On my grandmother’s side, she came from the old nobility of Provence and had the title of Marquise de Bionneau d’Eyragues in the Alpilles. In 1789, the French started to dismantle the castle and my grandfather fled to Haiti – Saint Domingue at the time. Then there was the revolt of the blacks against the nobility, so he fled again and was picked up by the English ships (at war with France). He was put in prison in Jamaica and after 6 months they were told to leave. Since they couldn’t go home, they went to Louisiana. Their children, including my great-great-great-grandmother, decided to return to Eyragues to recover what was left of the castle but it was completely demolished. Her children all had careers as ambassadors, diplomats or soldiers.

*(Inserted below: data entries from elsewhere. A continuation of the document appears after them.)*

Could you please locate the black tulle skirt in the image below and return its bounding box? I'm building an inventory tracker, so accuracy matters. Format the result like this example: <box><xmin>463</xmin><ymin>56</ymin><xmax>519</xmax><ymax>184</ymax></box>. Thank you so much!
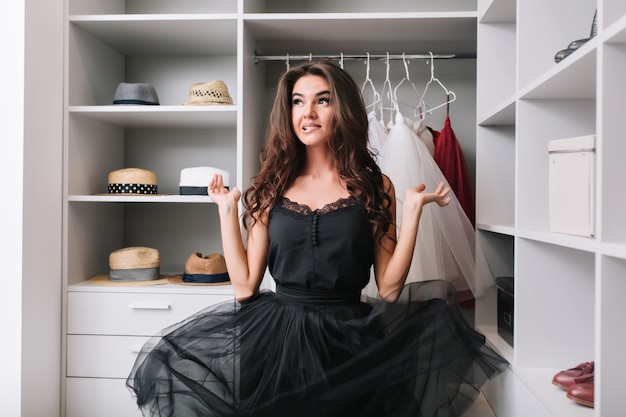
<box><xmin>127</xmin><ymin>281</ymin><xmax>506</xmax><ymax>417</ymax></box>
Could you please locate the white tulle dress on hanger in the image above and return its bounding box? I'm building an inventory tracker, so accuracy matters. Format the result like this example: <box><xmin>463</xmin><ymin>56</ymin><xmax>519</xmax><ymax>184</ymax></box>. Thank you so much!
<box><xmin>363</xmin><ymin>111</ymin><xmax>493</xmax><ymax>301</ymax></box>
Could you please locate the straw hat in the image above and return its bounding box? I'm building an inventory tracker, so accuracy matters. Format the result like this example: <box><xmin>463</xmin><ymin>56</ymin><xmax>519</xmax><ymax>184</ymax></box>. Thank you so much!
<box><xmin>168</xmin><ymin>252</ymin><xmax>230</xmax><ymax>285</ymax></box>
<box><xmin>113</xmin><ymin>83</ymin><xmax>159</xmax><ymax>105</ymax></box>
<box><xmin>183</xmin><ymin>80</ymin><xmax>233</xmax><ymax>106</ymax></box>
<box><xmin>179</xmin><ymin>167</ymin><xmax>229</xmax><ymax>195</ymax></box>
<box><xmin>88</xmin><ymin>246</ymin><xmax>168</xmax><ymax>286</ymax></box>
<box><xmin>107</xmin><ymin>168</ymin><xmax>158</xmax><ymax>195</ymax></box>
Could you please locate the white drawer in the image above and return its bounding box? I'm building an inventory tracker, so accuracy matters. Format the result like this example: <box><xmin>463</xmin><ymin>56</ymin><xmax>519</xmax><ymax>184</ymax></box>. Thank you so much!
<box><xmin>65</xmin><ymin>378</ymin><xmax>141</xmax><ymax>417</ymax></box>
<box><xmin>67</xmin><ymin>335</ymin><xmax>150</xmax><ymax>378</ymax></box>
<box><xmin>67</xmin><ymin>292</ymin><xmax>235</xmax><ymax>336</ymax></box>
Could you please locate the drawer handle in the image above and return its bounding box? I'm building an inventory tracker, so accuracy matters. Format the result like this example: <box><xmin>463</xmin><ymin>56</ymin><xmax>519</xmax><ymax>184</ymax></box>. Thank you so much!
<box><xmin>129</xmin><ymin>303</ymin><xmax>171</xmax><ymax>310</ymax></box>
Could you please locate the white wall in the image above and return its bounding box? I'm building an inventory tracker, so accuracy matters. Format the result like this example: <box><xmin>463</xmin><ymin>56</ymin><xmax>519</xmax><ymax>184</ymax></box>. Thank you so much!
<box><xmin>0</xmin><ymin>1</ymin><xmax>24</xmax><ymax>417</ymax></box>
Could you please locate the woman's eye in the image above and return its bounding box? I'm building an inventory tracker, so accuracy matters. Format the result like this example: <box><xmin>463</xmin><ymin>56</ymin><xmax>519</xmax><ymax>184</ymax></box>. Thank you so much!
<box><xmin>318</xmin><ymin>97</ymin><xmax>330</xmax><ymax>104</ymax></box>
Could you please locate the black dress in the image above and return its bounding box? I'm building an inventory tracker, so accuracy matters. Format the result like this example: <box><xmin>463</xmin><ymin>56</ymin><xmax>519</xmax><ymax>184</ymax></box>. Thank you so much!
<box><xmin>127</xmin><ymin>198</ymin><xmax>506</xmax><ymax>417</ymax></box>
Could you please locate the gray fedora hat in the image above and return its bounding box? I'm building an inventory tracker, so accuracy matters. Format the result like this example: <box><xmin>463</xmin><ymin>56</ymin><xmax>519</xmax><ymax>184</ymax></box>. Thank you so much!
<box><xmin>113</xmin><ymin>83</ymin><xmax>159</xmax><ymax>105</ymax></box>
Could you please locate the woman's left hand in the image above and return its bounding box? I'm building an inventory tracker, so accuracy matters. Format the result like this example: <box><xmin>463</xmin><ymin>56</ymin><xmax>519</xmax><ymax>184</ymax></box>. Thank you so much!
<box><xmin>403</xmin><ymin>181</ymin><xmax>451</xmax><ymax>208</ymax></box>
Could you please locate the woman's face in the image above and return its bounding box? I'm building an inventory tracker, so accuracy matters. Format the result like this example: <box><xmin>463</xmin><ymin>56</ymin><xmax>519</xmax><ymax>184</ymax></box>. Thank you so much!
<box><xmin>291</xmin><ymin>75</ymin><xmax>333</xmax><ymax>146</ymax></box>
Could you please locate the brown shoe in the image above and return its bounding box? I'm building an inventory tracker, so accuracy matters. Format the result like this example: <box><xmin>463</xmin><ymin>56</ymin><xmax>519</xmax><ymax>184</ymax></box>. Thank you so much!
<box><xmin>552</xmin><ymin>361</ymin><xmax>594</xmax><ymax>391</ymax></box>
<box><xmin>567</xmin><ymin>374</ymin><xmax>594</xmax><ymax>408</ymax></box>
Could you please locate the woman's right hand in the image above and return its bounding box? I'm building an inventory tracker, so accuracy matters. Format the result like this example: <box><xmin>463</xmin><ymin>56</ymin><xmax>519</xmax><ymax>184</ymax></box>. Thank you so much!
<box><xmin>207</xmin><ymin>174</ymin><xmax>241</xmax><ymax>210</ymax></box>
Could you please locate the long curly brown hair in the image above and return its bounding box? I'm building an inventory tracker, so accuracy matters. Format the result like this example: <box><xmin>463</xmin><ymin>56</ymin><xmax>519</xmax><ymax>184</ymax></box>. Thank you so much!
<box><xmin>243</xmin><ymin>61</ymin><xmax>392</xmax><ymax>236</ymax></box>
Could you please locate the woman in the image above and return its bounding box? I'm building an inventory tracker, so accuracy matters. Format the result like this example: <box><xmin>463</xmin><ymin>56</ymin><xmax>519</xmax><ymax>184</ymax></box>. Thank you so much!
<box><xmin>127</xmin><ymin>62</ymin><xmax>504</xmax><ymax>417</ymax></box>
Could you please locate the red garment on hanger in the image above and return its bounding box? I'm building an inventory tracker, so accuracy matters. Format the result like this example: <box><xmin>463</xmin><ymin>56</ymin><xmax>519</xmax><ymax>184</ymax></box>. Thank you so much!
<box><xmin>433</xmin><ymin>114</ymin><xmax>476</xmax><ymax>226</ymax></box>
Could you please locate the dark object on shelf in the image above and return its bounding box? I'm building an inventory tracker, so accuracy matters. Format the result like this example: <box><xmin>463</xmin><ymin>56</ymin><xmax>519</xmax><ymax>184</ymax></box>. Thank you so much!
<box><xmin>113</xmin><ymin>83</ymin><xmax>159</xmax><ymax>106</ymax></box>
<box><xmin>496</xmin><ymin>277</ymin><xmax>515</xmax><ymax>347</ymax></box>
<box><xmin>552</xmin><ymin>361</ymin><xmax>595</xmax><ymax>391</ymax></box>
<box><xmin>554</xmin><ymin>49</ymin><xmax>574</xmax><ymax>63</ymax></box>
<box><xmin>554</xmin><ymin>9</ymin><xmax>598</xmax><ymax>63</ymax></box>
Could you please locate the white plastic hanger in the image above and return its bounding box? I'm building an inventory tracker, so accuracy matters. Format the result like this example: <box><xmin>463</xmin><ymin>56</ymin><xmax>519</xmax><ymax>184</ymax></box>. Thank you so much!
<box><xmin>380</xmin><ymin>52</ymin><xmax>398</xmax><ymax>122</ymax></box>
<box><xmin>415</xmin><ymin>52</ymin><xmax>456</xmax><ymax>119</ymax></box>
<box><xmin>393</xmin><ymin>52</ymin><xmax>420</xmax><ymax>107</ymax></box>
<box><xmin>361</xmin><ymin>52</ymin><xmax>380</xmax><ymax>110</ymax></box>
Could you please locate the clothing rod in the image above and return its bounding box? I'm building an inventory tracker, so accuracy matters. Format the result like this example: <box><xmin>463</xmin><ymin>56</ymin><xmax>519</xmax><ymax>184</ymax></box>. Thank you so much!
<box><xmin>254</xmin><ymin>54</ymin><xmax>460</xmax><ymax>62</ymax></box>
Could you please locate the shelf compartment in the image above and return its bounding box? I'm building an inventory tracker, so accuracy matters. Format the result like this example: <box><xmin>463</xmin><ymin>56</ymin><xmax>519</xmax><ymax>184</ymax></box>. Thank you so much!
<box><xmin>595</xmin><ymin>256</ymin><xmax>626</xmax><ymax>416</ymax></box>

It is thanks to them that I had this desire to study, to serve my country and to have this fiber in the business world. It is because they were courageous that I was able to do what I did. Some were slaves and descendants of slaves, others could have ended up on the guillotine and others served France. This is my heritage and I wanted to leave a trace of these people other than by telling their lives to my children.
And it is by making wine that I had this beautiful opportunity to pay tribute to them, by giving each vintage a profile that corresponds to my ancestors.
That’s why the first rosé cuvée has a “dodo“, to remind us of Mauritius where Pauline, the first Fauvette, lived. The cork is also made of sugar cane fiber. The other red and white vintages will also have symbols reminiscent of my ancestors. All the vintages will have a black pewter cap.
SP: And so the next wines will be…
BF: The Chardonnay and Syrah, coming out in September, and the Merlot in December. I’m really looking forward to the Syrah, which is going to be amazing.
The Bees are proud to accompany Bertrand Fauvette in this new and wonderful adventure.